When do two plane cubic curves have 9 real intersection? What is the "minimal" condition I can have such that two plane cubic curve defined each by one implicit equation over the reals will have 9 distinct real intersections? Note that I do not want an example with 9 real intersections but a characterization. 
 A: This "answer" cannot be posted as a comment because it's a bit detailed (though it does not fully answer my question). I just want to say that one of the curves being an M-curve (two connected component in $\mathbb P^2(\mathbb R)$) is not an necessary condiiton! 
This is what I did:


*

*I took 8 random real points in the affine plane namely:
[0,1],[1,2],[-1,1],[-3,-1],[5,-1],[0,0],[5,0],[-7,3]

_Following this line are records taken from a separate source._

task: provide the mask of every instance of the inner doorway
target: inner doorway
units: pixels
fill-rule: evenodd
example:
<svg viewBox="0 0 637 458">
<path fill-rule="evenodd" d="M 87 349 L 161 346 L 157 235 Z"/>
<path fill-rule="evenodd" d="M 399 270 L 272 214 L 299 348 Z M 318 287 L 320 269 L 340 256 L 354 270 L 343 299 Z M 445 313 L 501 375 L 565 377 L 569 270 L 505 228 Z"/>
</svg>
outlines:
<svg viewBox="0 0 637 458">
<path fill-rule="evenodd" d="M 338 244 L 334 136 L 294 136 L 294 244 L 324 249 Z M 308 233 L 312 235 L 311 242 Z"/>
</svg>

*I solved for polynomials in two variables and total degree 3 that define a curve that passes through these points:
$$x^3(-233/5250a-33/350b)+x^2y(313/1050a+23/70b)+x^2(1331/5250a+181/350b)+xy^2(807/875a+246/175b)+xy(-883/5250a-83/350b)+x(-83/525a-8/35b)+y^3(-a-b)+y^2a+yb$$
where $a,b$ are any number.

*I tweaked $a,b$ so that I get two curves that are not M-curves. Here is an example

the first curve is when $a=1,b=-10$ and the other curve is when $a=10,b=-10$. The part of the curves on top intersect 4 times and the remaining parts intersect 5 times. I hope this is clear.. Nevertheless, it does not answer my question. It just tells me that it is not necessary to be an M-curve to get maximum intersections.